4. La dictature du prolétariat est le levier de l’expropriation immédiate du capital et de la suppression du droit de propriété privée sur les moyens de production, qui doivent être transformés en propriété de la nation tout entière. La socialisation de la grande industrie et de ses centres organisateurs, les banques ; la confiscation des terres des propriétaires fonciers et la socialisation de la production agricole capitaliste (en entendant par socialisation la suppression de la propriété privée, le passage de la propriété à l’État prolétarien et l’établissement de l’administration socialiste par la classe ouvrière) ; le monopole du grand commerce ; la socialisation des hôtels particuliers dans les villes et des châteaux dans les campagnes ; l’introduction de l’administration ouvrière et la concentration des fonctions économiques dans les mains des organes de la dictature prolétarienne, telle est la tâche du gouvernement prolétarien.
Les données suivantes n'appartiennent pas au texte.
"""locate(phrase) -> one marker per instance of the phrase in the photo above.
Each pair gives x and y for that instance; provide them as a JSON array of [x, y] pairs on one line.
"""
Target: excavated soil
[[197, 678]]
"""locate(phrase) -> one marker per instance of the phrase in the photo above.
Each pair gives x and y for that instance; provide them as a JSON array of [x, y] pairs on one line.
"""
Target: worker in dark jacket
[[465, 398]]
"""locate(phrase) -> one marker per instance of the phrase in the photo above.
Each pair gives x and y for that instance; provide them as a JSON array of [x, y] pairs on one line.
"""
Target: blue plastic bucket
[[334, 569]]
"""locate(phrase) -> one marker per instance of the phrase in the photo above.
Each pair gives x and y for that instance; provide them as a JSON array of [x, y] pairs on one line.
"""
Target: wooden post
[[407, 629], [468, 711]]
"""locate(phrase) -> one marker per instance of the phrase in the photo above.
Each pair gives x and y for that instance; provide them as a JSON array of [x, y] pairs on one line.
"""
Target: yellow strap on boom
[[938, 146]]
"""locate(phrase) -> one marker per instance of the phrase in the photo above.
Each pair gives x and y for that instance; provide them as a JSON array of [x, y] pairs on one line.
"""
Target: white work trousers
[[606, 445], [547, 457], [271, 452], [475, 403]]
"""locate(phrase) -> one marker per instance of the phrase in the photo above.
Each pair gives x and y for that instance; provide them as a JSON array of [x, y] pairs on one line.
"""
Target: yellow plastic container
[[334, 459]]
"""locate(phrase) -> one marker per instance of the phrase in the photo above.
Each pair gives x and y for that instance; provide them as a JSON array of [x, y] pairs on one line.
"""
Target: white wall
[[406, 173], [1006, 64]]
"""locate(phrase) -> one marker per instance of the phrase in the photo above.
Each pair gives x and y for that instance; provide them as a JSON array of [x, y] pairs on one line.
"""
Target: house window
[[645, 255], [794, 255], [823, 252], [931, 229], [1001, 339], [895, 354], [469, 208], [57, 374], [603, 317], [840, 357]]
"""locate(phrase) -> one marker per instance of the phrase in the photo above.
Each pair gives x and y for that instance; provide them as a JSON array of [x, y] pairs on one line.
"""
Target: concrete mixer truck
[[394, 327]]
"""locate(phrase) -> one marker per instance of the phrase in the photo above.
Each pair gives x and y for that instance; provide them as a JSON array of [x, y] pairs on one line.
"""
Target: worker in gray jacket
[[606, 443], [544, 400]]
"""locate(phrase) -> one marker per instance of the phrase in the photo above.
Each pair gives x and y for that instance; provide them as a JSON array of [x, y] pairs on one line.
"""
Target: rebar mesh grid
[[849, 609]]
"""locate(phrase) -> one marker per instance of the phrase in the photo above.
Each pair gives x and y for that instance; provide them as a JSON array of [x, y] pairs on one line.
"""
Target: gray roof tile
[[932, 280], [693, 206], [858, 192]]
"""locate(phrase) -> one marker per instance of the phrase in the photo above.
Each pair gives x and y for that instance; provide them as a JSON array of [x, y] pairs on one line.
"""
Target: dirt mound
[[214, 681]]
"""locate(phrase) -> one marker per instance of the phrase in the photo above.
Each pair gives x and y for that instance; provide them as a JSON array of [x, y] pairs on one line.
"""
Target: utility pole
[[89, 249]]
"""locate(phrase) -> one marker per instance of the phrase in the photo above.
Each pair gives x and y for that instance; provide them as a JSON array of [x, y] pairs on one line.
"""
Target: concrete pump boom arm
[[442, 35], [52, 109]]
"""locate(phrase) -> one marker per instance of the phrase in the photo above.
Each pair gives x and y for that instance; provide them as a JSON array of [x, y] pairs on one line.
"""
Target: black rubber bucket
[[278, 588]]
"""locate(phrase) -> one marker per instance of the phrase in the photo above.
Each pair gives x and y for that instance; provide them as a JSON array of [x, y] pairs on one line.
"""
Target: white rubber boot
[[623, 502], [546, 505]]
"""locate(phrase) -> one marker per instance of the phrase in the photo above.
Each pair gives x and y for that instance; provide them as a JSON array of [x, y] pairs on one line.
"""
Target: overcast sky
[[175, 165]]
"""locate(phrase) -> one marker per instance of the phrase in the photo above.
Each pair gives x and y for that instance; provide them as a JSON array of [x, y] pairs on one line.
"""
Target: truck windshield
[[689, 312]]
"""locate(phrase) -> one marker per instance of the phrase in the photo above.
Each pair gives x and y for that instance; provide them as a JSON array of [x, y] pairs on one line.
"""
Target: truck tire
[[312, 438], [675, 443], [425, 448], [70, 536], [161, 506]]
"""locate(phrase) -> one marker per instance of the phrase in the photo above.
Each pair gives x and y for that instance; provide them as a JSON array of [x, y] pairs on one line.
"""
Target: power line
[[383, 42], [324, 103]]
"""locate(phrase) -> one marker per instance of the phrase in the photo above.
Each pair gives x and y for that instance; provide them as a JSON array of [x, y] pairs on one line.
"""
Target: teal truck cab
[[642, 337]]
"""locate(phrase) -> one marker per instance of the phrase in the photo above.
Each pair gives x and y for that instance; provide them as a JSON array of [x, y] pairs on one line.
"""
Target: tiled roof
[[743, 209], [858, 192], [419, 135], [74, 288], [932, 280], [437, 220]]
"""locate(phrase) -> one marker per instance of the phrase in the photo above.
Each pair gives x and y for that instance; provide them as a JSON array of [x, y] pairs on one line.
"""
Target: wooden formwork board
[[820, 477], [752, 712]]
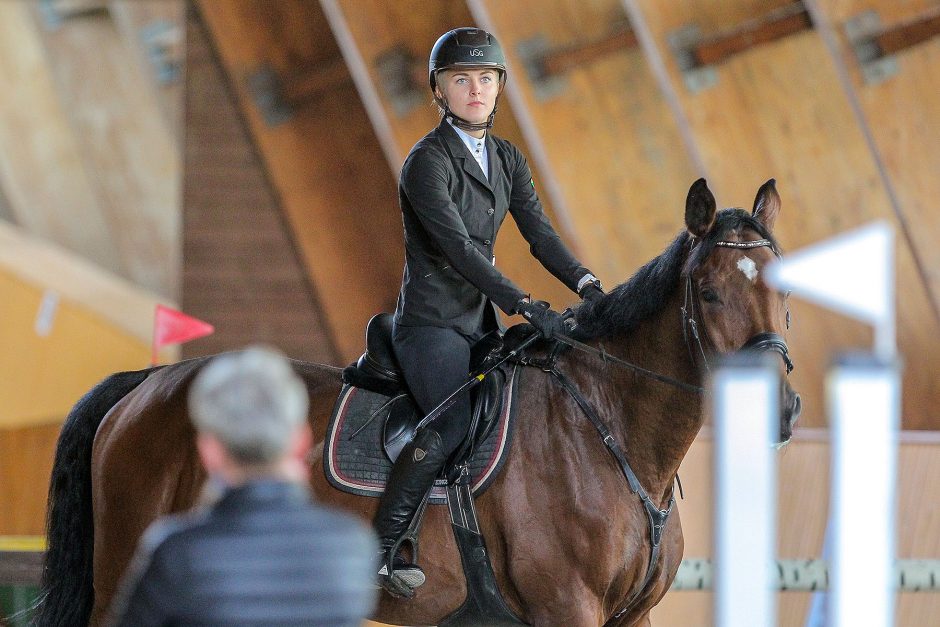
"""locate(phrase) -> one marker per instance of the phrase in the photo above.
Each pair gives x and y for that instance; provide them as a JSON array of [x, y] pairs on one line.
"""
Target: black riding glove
[[591, 292], [540, 316]]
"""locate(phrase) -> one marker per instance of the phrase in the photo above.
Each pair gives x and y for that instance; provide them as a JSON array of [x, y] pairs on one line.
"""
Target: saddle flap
[[399, 426]]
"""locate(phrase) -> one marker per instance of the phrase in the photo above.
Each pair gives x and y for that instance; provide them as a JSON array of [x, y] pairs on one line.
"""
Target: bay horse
[[569, 542]]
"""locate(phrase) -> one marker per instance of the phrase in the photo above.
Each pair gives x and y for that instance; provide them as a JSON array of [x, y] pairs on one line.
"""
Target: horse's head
[[728, 306]]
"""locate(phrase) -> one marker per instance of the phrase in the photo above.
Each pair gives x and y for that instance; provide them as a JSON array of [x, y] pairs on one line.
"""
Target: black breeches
[[435, 362]]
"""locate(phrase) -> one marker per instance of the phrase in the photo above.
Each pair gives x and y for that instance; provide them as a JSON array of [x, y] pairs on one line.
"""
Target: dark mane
[[647, 291]]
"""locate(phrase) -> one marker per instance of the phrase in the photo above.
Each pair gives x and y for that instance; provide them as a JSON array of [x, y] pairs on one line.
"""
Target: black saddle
[[377, 370]]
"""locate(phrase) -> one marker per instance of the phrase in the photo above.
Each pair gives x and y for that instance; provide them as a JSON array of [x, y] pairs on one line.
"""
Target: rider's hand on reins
[[546, 321], [591, 292]]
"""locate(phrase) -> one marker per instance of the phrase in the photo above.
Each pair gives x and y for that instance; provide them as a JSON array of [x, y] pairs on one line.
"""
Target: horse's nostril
[[796, 408]]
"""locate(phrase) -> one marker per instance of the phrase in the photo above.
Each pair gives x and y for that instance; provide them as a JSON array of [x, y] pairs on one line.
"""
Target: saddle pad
[[354, 461]]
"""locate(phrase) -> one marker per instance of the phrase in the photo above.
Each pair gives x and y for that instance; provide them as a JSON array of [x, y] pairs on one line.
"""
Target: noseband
[[762, 342]]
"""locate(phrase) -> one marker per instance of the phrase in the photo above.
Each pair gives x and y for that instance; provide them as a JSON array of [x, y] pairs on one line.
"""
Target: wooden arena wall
[[335, 93], [66, 324]]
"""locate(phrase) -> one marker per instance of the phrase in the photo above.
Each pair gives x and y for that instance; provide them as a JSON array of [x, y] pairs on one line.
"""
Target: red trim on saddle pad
[[354, 461]]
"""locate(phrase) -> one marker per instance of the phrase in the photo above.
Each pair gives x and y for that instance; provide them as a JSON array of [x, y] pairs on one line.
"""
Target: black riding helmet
[[471, 48]]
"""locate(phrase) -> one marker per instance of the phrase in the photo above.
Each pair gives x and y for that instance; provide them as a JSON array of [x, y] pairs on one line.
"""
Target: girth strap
[[770, 342], [657, 517]]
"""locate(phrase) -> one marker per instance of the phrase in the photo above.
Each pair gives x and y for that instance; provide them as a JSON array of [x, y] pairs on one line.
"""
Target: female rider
[[455, 189]]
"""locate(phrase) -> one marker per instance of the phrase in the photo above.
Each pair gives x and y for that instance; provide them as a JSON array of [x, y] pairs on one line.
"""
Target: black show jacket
[[451, 216]]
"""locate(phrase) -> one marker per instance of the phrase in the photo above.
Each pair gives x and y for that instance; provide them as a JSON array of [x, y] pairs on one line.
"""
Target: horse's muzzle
[[791, 405]]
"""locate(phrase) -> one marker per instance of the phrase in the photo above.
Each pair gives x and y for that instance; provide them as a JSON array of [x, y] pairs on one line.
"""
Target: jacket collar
[[458, 151]]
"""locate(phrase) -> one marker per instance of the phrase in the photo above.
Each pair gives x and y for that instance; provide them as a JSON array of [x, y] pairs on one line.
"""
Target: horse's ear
[[699, 209], [767, 204]]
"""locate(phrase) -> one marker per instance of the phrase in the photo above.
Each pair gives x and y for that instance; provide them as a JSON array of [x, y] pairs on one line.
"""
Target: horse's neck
[[654, 421]]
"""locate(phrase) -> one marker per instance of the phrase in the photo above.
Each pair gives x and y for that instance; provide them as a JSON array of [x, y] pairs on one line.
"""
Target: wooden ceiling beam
[[772, 26], [908, 34], [561, 60]]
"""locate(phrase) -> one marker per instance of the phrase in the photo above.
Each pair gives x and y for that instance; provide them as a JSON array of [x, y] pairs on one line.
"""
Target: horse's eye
[[709, 295]]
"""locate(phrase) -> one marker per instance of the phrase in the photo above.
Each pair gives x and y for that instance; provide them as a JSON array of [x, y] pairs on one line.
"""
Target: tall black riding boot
[[411, 478]]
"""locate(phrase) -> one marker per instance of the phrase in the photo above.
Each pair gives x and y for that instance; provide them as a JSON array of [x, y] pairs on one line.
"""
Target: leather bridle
[[765, 341]]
5. Afin d’assurer la défense de la Révolution socialiste contre les ennemis de l’intérieur et de l’extérieur, et de porter secours aux autres fractions nationales du prolétariat en lutte, il est nécessaire de désarmer complètement la bourgeoisie et ses agents, et d’armer tout le prolétariat, sans exception.

6. La situation mondiale au moment présent exige le maximum de contact entre les différentes fractions du prolétariat révolutionnaire, ainsi qu’avec le bloc complet des pays dans lesquels la révolution socialiste est déjà victorieuse.
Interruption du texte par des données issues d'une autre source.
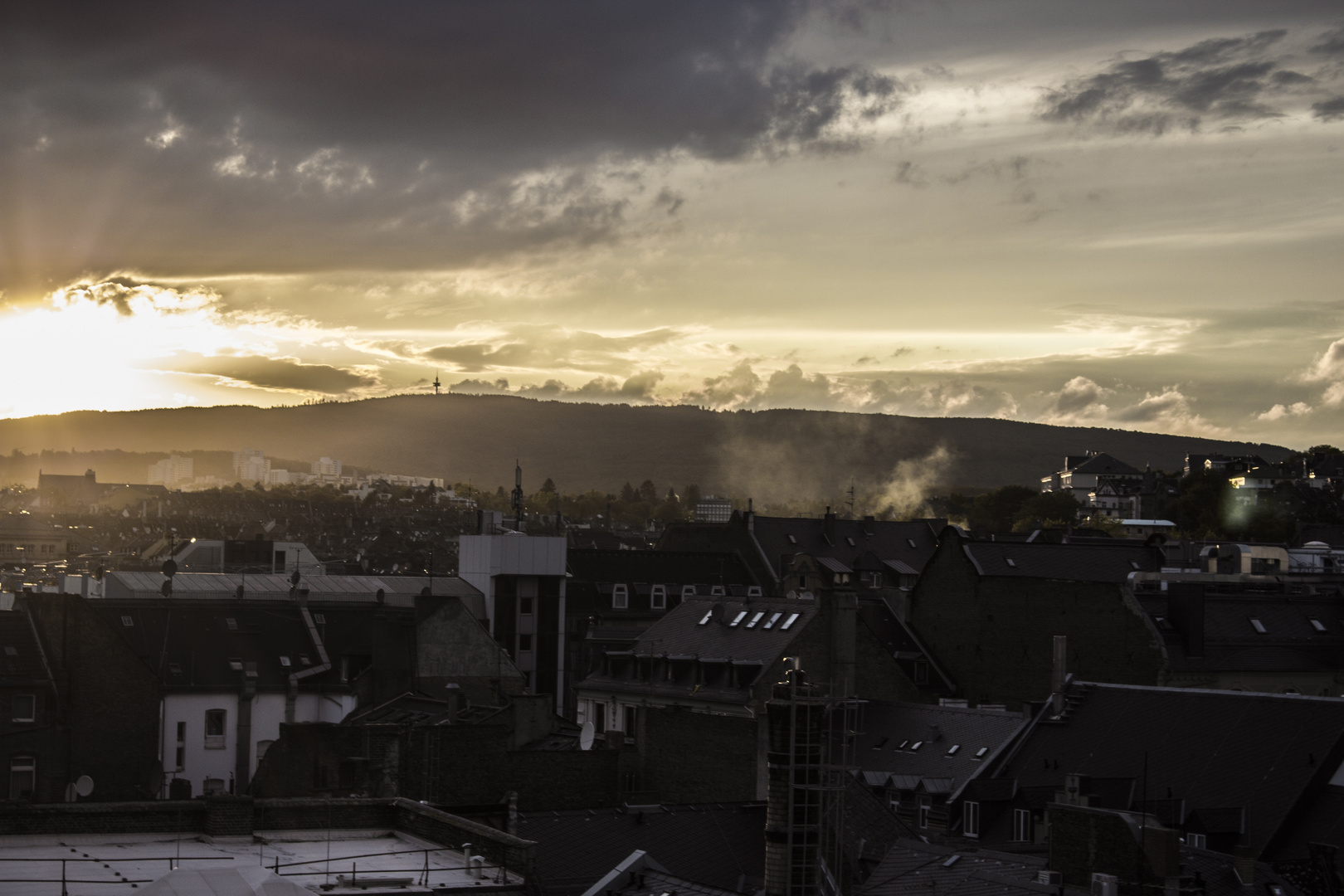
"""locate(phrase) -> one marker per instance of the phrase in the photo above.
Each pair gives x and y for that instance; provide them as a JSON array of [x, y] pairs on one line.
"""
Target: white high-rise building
[[171, 472], [251, 465]]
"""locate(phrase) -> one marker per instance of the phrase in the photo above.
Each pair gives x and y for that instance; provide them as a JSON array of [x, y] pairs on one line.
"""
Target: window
[[216, 728], [1022, 825], [23, 777], [971, 818], [24, 709], [921, 672]]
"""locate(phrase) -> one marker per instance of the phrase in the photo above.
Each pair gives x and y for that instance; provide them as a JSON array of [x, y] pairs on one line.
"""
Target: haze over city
[[1118, 215]]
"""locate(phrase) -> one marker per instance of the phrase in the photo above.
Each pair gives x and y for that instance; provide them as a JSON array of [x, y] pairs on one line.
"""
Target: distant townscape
[[1124, 681]]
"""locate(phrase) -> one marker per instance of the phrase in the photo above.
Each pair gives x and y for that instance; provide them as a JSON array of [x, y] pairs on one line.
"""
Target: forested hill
[[778, 455]]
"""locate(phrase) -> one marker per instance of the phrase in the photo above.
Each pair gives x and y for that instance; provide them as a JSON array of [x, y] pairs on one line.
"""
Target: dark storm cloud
[[281, 373], [299, 136], [1225, 80]]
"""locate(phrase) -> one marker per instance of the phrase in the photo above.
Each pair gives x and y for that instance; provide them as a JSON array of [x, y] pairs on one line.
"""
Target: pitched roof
[[713, 844], [889, 726], [1068, 562], [910, 542], [1213, 748]]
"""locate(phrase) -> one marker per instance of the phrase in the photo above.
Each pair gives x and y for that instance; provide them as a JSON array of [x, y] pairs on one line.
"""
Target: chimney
[[1058, 676], [1244, 864], [455, 702]]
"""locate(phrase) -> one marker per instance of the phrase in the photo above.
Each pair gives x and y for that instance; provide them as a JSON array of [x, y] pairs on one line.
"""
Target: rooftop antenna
[[518, 494]]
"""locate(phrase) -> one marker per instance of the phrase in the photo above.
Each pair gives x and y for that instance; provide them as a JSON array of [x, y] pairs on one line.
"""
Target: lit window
[[1022, 825], [24, 709], [23, 777], [216, 728], [971, 818]]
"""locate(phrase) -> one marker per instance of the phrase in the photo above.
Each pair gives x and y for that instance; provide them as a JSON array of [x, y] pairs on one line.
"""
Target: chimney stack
[[1059, 674]]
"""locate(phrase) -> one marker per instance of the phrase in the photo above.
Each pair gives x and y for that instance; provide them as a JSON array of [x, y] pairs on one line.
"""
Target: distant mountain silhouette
[[774, 455]]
7. La méthode principale de lutte est l’action des masses du prolétariat jusqu’au conflit ouvert contre les pouvoirs de l’État capitaliste.

Tout le mouvement prolétarien et socialiste mondial s’oriente avec décision vers l’Internationale communiste. Les ouvriers et les paysans sentent tous, même si c’est confusément et vaguement, que les Républiques soviétiques de Russie, d’Ukraine et de Hongrie sont les cellules d’une nouvelle société qui réalise toutes les aspirations et les espérances des opprimés du monde. L’idée de la défense des révolutions prolétariennes contre les assauts du capitalisme mondial doit servir à stimuler les ferments révolutionnaires des masses : sur ce plan, il est nécessaire de concerter une action énergique et simultanée des partis socialistes d’Angleterre, de France et d’Italie, afin d’imposer l’arrêt de toute offensive contre la république des Soviets. La victoire du capitalisme occidental sur le prolétariat russe signifierait une Europe livrée pendant vingt ans à la réaction la plus féroce, la plus impitoyable. Aucun sacrifice ne sera trop grand s’il réussit à empêcher que cela arrive, s’il réussit à renforcer l’Internationale communiste, qui seule donnera au monde la paix dans le travail et dans la justice.

Signé A. G., L’Ordine Nuovo, 1, 3, 24 mai 1919.